Risk Factors for Chlamydia
Young
Sexually active
Multiple partners
Clinical Features of Chlamydia
Largely asymptomatic (50% men, 75% women)
Women:
- Cervicitis (pain, discharge, bleeding)
- Dysuria
- Painful sex +- postcoital bleeding
Men:
- Urethral discharge/discomfort
- Dysuria
- Epididymo-orchitis
- Reactive arthritis
What might an examination of chlamydia show?
Pelvic/abdominal tenderness
Cervical motion tenderness
Inflamed cervix
Purulent discharge
What is the screening for chlamydia?
National Chlamydia Screening Program
Every sexually active person under 25yo screened annually for chlamydia. Positive tests are retested in 3 months, to ensure they havent been reinfected.
Limitation: Opportunistic testing (opt in)
When attending a GUM clinic what is tested for at minimum?
Chlamydia
Gonorrhoea
Syphilis
HIV
What STIs can be investigated with a charcoal swab?
Bacterial vaginosis
Candidiasis
Gonorrhoea (endocervical swab)
Trichomonas (posterior fornix swab)
Group B Strep
What STIs are tested for using NAAT. How are samples collected in men and women
Nucleic acid amplification test
Chlamydia and gonorrhoea
In women, a self vulvovaginal (1), endocervical (2) swab or first catch urine (3) are used.

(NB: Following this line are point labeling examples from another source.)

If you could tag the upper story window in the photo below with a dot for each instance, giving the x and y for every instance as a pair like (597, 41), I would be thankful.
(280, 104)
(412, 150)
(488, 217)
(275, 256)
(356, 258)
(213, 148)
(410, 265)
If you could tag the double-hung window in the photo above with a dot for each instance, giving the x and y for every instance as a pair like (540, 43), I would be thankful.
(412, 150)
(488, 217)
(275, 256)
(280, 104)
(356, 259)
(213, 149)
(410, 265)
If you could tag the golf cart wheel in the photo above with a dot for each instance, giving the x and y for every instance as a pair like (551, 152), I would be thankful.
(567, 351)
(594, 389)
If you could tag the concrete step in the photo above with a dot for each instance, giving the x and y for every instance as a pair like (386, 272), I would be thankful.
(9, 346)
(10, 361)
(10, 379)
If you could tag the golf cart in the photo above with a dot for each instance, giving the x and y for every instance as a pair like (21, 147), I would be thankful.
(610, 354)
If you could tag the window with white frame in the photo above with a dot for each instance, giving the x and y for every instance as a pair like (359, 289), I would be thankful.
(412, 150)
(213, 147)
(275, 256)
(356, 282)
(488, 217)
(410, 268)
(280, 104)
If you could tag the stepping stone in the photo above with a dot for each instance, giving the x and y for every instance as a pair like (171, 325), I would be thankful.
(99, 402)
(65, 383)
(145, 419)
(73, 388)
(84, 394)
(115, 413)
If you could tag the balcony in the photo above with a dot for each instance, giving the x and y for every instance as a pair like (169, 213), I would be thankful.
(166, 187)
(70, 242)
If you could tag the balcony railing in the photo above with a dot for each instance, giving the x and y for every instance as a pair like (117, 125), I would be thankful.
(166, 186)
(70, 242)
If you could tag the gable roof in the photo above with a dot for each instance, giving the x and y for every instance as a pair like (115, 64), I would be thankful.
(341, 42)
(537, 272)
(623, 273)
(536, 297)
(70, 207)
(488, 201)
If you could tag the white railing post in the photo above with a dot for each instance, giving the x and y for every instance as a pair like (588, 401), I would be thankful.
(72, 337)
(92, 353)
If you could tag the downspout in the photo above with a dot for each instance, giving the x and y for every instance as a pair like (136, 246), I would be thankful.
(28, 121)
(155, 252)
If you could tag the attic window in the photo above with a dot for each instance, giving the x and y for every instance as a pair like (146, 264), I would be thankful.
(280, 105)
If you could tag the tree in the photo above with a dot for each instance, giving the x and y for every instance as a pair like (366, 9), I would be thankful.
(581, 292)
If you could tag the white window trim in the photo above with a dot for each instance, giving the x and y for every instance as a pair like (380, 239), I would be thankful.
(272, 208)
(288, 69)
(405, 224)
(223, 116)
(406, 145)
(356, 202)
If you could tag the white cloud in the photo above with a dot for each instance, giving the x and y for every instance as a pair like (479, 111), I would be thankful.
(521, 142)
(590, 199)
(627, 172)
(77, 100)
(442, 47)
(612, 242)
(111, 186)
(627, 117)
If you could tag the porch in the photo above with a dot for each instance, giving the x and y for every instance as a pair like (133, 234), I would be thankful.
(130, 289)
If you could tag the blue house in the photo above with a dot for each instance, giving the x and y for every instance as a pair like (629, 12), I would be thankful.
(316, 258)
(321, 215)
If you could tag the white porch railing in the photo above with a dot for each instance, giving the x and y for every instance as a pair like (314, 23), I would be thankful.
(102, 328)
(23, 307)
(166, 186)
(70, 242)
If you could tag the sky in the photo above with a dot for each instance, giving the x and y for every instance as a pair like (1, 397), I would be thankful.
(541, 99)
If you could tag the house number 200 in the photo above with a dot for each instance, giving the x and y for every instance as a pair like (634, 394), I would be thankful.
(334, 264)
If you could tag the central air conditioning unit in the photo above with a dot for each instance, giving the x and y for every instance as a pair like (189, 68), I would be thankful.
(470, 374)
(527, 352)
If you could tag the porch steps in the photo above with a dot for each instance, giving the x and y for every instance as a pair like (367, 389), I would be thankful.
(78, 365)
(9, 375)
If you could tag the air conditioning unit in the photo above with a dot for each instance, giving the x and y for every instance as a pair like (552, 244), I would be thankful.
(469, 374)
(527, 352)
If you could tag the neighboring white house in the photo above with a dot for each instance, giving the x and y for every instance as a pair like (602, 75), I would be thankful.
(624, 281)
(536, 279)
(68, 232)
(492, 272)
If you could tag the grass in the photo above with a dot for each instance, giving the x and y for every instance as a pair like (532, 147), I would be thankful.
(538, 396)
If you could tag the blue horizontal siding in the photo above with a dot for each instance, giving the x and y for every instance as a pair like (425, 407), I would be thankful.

In men, can be done with first catch urine or urethral swab
Where else can NAAT swabs be done to check for chlamydia
Rectal and pharyngeal NAAT swabs (anal and oral sex)
What is the management for chlamydia?
First line:
- Doxycycline 100mg 2xday for 7 days
- Azithromycin 1g orally (mycoplasma genitalium is resistant so less preferred)
How is chlamydia managed in pregnancy
Doxycycline is inappropriate in pregnancy (fetal tooth/bone development, maternal hepatotoxicity) and breastfeeding
Use:
- Azithromycin 1g STAT
- Erythromycin or amoxicillin could be used.
Test of cure not routinely recommended, but recommended for rectal cases, in pregnancy, and where symptoms persist.